Using qudaich to compare metagenomes

We recently released a new version of our qudaich software, designed to compare short read sequence data sets to each other. Qudaich is built around a suffix trie and provides a rapid way to compare short read data sets at the DNA or protein level. Here is how to use qudaich to compare a set of metagenomes to find out how similar they are.

Background

For this example, we are going to use human gut viromes from Rick Bushman’s lab. These are the metagenomes that appeared in the crAssphage poops up again post, so we know that there are some similar sequences in them.

The data comes from this paper: Chehoud C, Dryga A, Hwang Y, Nagy-Szakal D, Hollister EB, Luna RA, Versalovic J, Kellermayer R, Bushman FD. 2016.[Transfer of Viral Communities between Human Individuals during Fecal Microbiota Transplantation, and you can download the data from the sequence read archive.

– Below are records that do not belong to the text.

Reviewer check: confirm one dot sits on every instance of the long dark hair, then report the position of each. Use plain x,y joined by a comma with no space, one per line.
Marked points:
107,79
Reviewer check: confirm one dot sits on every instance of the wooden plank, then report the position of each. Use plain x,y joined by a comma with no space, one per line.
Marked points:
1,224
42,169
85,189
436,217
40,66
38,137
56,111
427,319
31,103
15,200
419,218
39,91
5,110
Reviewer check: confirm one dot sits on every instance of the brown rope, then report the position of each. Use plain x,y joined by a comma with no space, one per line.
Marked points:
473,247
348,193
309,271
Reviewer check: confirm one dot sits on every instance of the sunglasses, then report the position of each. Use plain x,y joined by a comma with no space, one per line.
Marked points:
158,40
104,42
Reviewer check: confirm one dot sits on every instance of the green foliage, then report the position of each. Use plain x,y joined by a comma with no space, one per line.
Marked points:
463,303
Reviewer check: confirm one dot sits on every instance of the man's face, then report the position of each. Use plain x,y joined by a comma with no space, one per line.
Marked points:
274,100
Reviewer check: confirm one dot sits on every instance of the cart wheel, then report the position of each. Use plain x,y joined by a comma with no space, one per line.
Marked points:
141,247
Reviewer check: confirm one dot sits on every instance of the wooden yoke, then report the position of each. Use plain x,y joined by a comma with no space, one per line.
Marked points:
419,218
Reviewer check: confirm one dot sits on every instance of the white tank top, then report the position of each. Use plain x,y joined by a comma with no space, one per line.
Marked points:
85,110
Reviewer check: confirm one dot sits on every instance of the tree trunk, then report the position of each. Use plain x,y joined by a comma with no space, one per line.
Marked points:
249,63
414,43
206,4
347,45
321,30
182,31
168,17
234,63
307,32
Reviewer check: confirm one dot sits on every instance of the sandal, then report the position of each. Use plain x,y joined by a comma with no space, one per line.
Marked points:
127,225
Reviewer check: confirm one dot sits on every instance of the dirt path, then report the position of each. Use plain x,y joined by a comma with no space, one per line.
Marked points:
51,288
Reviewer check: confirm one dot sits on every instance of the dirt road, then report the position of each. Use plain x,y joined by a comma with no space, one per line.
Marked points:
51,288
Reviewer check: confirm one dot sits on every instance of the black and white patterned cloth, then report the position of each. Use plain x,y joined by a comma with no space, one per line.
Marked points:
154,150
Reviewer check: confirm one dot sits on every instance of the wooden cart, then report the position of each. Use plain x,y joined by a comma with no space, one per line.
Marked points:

We focused on four datasets from this study:

  • SRR3403834 4,892,517 reads totaling 1,218,689,925 bp
  • SRR3403835 646,661 reads totaling 154,849,037 bp
  • SRR3403836 746,002 reads totaling 179,374,069 bp
  • SRR3403848 4,367,579 reads totaling 1,093,194,181 bp

We chose those four because they have the most crAssphage like sequences in them! For this demonstration, we only used one end of the reads (the _1.fastq.gz files for each), although you should probably pair your data and/or compare both ends.

First, we used our new ceeqlib library (not published and really only in pre-alpha release) to convert the fastq files to fasta format. As you can see, two of the libraries have >4 million sequences in them, and so we also randomly subsampled (without replacement) those two libraries to get down to 750,000 sequences each. That way all four data sets have similar numbers of sequences.

Using qudaich

The first step in qudaich is to build a suffix array for each pair of comparisons. qudaich treats the databases and queries differently in two ways: First, only the database is reverse complemented – the query is compared to both the forward and reverse complement of the database – and second, qudaich reports the best hit from the database for each query sequence.

Therefore in this analysis, we compared each sequence to each other sequence in both directions.

By default, qudaich only reports the sequences where the number of matches is above the average for all matches (i.e. it only reports strong hits). That option was used in the table below.

 

Query Database Query sequences

that have a match

Unique database sequences

that matched

SRR3403834 SRR3403835 421,742 15,375
SRR3403835 SRR3403834 302,198 16,588
SRR3403834 SRR3403836 391,983 18,225
SRR3403836 SRR3403834 286,167 20,607
SRR3403834 SRR3403848 392,922 2,234
SRR3403848 SRR3403834 367,471 2,326
SRR3403835 SRR3403836 412,646 98,875
SRR3403836 SRR3403835 408,972 130,336
SRR3403835 SRR3403848 341,979 1,174
SRR3403848 SRR3403835 167,025 3,375
SRR3403836 SRR3403848 287,202 1,663
SRR3403848 SRR3403836 163,779 4,245

 

As an alternative, you can specify generating an alignment for every query sequence by providing the -a all command line option. That will generate the best possible alignment for every sequence.